When Jake Emspak stepped up to the jury box to deliver his own final plea, he promptly picked up the challenge.

"I have known the District Attorney too well, for too many years," he said, "to believe that he has considered only the superficial aspects of this case. If you should find the defendant guilty, I am sure he would be the last to oppose consideration of all the matters I have raised in the determination of a just sentence.

"And I grant you that if a verdict of guilty is reached, the letter of the law will be fulfilled, and an eye for an eye can be paid.

"Likewise, if the verdict is not guilty, the letter of the law most unquestionably will be violated—but its spirit will be vindicated!

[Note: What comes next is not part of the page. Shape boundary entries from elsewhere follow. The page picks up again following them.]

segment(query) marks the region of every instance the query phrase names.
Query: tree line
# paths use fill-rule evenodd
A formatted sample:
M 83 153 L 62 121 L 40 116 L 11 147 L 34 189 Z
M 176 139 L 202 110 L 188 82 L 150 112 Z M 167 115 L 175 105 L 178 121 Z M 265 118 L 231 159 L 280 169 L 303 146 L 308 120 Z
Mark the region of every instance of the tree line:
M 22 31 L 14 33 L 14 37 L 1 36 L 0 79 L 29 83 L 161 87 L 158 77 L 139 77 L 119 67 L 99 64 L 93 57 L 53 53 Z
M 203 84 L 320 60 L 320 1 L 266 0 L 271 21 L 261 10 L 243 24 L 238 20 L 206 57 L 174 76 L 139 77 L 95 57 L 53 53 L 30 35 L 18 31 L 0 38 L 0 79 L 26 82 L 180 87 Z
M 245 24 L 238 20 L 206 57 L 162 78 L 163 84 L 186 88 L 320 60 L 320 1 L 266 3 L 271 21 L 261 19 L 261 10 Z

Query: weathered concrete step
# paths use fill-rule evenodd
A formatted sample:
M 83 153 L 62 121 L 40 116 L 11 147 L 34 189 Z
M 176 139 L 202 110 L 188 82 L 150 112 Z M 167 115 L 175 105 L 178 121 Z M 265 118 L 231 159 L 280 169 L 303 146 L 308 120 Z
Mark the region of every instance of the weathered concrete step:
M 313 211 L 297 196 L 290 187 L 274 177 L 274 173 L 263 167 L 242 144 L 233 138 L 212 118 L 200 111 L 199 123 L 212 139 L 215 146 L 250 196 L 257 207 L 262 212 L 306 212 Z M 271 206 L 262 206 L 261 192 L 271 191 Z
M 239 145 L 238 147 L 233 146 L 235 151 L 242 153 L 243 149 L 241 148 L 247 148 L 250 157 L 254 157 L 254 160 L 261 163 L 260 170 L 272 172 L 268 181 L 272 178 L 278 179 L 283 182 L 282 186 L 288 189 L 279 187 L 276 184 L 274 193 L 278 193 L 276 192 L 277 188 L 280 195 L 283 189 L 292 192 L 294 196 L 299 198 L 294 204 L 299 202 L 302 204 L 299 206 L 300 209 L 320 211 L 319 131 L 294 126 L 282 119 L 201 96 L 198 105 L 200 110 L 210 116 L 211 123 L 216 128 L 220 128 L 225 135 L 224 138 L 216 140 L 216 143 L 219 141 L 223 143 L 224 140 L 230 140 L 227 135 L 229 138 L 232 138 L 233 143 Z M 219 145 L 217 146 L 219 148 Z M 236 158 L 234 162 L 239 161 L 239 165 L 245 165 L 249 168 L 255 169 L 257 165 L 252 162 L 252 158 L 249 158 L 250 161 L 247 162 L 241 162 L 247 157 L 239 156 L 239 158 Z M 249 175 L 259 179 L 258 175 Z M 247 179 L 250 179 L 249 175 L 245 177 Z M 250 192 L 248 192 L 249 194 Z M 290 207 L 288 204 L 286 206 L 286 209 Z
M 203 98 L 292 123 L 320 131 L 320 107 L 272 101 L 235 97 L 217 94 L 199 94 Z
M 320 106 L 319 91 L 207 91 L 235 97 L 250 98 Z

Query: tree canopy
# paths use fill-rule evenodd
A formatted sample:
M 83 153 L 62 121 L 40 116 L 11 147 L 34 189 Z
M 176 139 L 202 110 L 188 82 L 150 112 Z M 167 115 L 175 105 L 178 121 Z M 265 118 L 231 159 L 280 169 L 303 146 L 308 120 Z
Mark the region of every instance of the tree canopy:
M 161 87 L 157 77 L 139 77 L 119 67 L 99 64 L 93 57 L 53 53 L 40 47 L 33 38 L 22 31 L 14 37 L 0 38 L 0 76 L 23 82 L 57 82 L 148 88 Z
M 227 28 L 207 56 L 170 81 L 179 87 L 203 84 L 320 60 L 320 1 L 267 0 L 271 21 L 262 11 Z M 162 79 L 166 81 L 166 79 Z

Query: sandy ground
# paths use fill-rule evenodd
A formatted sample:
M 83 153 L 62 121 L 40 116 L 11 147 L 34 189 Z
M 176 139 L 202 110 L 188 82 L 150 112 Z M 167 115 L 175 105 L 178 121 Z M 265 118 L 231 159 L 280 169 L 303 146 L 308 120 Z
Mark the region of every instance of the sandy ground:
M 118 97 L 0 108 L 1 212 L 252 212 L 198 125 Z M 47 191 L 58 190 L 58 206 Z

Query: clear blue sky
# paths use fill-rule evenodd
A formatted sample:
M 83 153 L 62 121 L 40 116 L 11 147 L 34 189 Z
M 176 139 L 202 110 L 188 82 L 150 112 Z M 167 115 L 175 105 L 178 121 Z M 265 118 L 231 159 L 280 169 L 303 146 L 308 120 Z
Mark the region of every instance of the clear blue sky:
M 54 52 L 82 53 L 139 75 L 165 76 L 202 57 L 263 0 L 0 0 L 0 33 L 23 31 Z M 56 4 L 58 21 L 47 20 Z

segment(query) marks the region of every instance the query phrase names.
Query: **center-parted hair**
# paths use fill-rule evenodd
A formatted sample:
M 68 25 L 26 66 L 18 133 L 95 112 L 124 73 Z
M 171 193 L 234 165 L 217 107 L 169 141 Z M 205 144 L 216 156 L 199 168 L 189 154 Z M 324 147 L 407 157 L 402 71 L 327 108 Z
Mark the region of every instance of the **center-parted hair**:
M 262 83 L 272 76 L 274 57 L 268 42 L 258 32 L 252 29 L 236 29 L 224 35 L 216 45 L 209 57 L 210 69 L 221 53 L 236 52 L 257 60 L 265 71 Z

"I am asking you to take a bold step, across a new frontier.... Yes, down through the ages, law has become a living, meaningful instrument of human dignity because—at each crossroad of decision—men and women were not afraid to depart from precedent!"

Oldtimers in the court had never before heard Jake Emspak summarize a case in such dispassionate, objective tones. Usually, his voice and argument ranged the gamut of emotional and semantic appeals, plucking at each member of the jury like the strings of a harp. Today, he seemed to be making an effort to hold himself in check.

"This is the trial of a living man for the crime of a man who no longer exists," Jake continued quietly. "Science destroyed that man—completely and with absolute finality! In his place is a man with a new body, new thoughts, new blood and new reproductive capacity. The fact that this new man can be brought to trial violates justice in its deepest and truest meaning! It points inescapably to the fact that the law must be revised to bring it up to date with present reality...."

Jake paused and was silent for so long that he appeared to have forgotten his surroundings. When he finally continued, his voice was so soft that the jurors unconsciously leaned forward to catch his words:

"There is still another dimension to this case—one that transcends science ... and the law. It is one I approached with great uncertainty, because it leads down a path I am walking for the first time....

"Some of the testimony brought out in this trial may not have been new to all of you, though it was new to me. Perhaps you have all formed your own conclusions with regard to the relationship between the spirit or soul of Man, and his outer shell ... the house in which man lives. But if this house becomes a prison for the real man, and science releases him to live in a new dwelling, then did the man ever actually exist until his release? And if the man who lives now did not exist at the time of the crime for which he is tried, can he then be judged guilty?